By the end of next year, other partners in CARAT intend to roll out more economical alternatives for releasing genes into human cells. These will use tiny circles of DNA that can integrate specific genes into the genetic material of the cells.

They are also testing more potent recipes for enhancing the capabilities of genetically engineered cells, as well as introducing a built-in shut-off mechanism to deactivate the cells once their mission is complete. For example, if T-cells in the patient’s immune system can be genetically armed to recognise and interact with the proteins expressed by cancerous cells, a treatment could become more effective.

Currently, the CliniMACS Prodigy is designed to produce cells for treating individual patients. Producing generic treatments that would work for wider groups of patients everywhere will be more challenging due to the need to scale up production. The cells need to be specifically tuned to the immune system of each patient, so ways of avoiding adverse reactions will also need to be found.

Placenta

One approach to sidestep this risk of immune reactions is to harvest cells from placentas collected after childbirth. Studies by Israeli biotech firm Pluristem Therapeutics have shown that these cells provoke comparatively little immune response and can help to heal damaged tissue.

‘Placental cells could notably help restore blood flow in legs with clogged arteries,’ said Professor Hans-Dieter Volk at Charité, Europe’s largest university clinic, located in Berlin, Germany.

Recent estimates suggest that 1% of Europeans aged between 60 and 90 suffer from a condition called critical limb ischemia, which is where an obstruction in the arteries prevents blood from reaching the extremities. Severe cases can lead to hand, foot and partial leg or arm amputations. Most patients with the condition die within a decade of diagnosis.

According to Pluristem Therapeutics, injecting placenta-derived cells into the muscles of these patients can trigger the release of beneficial molecules, such as cytokines, chemokines and growth factors, which kick-start the healing process of blood vessels, muscles and reduce harmful inflammation.

‘One placenta is suitable for more than 10,000 treatments.’

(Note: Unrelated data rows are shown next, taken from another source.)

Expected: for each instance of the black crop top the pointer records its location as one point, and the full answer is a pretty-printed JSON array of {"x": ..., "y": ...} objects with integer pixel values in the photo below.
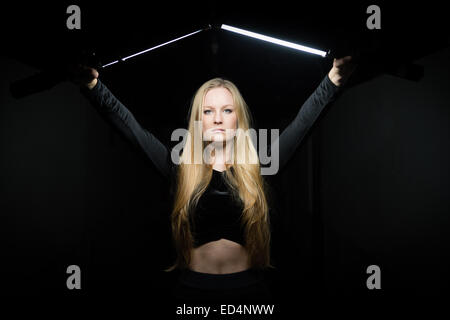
[{"x": 217, "y": 214}]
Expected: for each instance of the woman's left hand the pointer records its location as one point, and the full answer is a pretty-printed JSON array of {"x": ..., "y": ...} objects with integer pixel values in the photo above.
[{"x": 342, "y": 70}]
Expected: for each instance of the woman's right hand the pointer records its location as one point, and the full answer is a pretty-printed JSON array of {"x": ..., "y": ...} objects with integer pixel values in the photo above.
[{"x": 83, "y": 75}]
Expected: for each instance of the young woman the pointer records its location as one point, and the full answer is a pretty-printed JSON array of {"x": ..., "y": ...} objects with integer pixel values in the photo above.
[{"x": 220, "y": 217}]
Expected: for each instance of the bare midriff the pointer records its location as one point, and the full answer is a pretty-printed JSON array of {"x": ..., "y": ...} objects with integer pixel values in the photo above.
[{"x": 219, "y": 257}]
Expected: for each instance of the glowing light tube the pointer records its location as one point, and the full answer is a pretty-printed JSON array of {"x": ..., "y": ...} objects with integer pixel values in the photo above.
[
  {"x": 150, "y": 49},
  {"x": 273, "y": 40}
]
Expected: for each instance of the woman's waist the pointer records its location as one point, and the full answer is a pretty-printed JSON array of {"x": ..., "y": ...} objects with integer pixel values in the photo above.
[{"x": 219, "y": 257}]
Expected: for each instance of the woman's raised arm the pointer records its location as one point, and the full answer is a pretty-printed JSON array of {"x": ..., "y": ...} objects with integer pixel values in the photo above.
[
  {"x": 110, "y": 108},
  {"x": 294, "y": 133}
]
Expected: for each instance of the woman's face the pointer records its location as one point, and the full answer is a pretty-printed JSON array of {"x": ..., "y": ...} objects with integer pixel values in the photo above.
[{"x": 219, "y": 115}]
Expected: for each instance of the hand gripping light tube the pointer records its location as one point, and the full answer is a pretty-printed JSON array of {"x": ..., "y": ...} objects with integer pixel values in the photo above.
[
  {"x": 274, "y": 40},
  {"x": 152, "y": 48}
]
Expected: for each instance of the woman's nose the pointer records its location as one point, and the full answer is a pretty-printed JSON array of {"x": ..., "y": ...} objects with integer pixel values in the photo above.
[{"x": 218, "y": 118}]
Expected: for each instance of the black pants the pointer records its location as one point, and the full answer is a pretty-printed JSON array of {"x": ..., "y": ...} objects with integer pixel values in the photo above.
[{"x": 243, "y": 286}]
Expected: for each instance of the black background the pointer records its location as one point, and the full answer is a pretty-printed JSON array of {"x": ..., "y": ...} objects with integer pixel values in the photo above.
[{"x": 369, "y": 185}]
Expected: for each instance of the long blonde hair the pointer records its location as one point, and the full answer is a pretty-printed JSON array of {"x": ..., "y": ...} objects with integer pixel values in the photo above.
[{"x": 245, "y": 181}]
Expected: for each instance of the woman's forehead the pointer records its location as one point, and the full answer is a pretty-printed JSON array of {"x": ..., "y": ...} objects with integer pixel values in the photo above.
[{"x": 218, "y": 97}]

Professor Hans-Dieter Volk, Charité, Germany

But rather than engineer the cells in a test tube, Pluristem Therapeutics harvests them in their natural form from placentas donated by mothers after birth. Placental cells have evolved over millions of years to protect human tissue and their therapeutic qualities are still being discovered.

As part of the PACE project, Charité is helping Pluristem to identify why this treatment cures some patients better than others. Researchers are using novel techniques, including mass cytometry – where antibodies carrying heavy metal tags are used to label cellular proteins – to chart out each protein active in the placental cells and study how they interact with damaged organs.

‘What makes the study unique is that the cells are produced entirely outside patient bodies in a bioreactor,’ said Prof. Volk, who coordinates PACE. ‘One placenta is suitable for more than 10,000 treatments.’

Over the coming years, clinical centres across Europe and the USA will make a dozen injections of placental cells into the muscles of over 200 patients as part of the final phase of the treatment’s human trials.

Positive results would mark a new chapter for cell therapies, which have so far been mainly used for treating leukaemia. If they were to be approved for fighting critical limb ischemia, it would demonstrate that living cells offer new prospects for tackling many currently incurable diseases. The results of the trial are expected in 2021.

‘When you speak of therapies, people still think of small molecules,’ said Dr Frauke Stähler, a research coordinator at Charité and the project manager of PACE.  ‘We still have to inform the public of the opportunities offered by cell therapy.’

The shift in mindset towards living drugs tailored to each patient is particularly challenging for pharmaceutical companies experienced in producing vast amounts of identical molecules. But living cells offer ‘exciting new medical opportunities’, said Dr Stähler, and technologies like placental harvesting and the CliniMACS Prodigy offer some of the first business solutions for bringing them to market.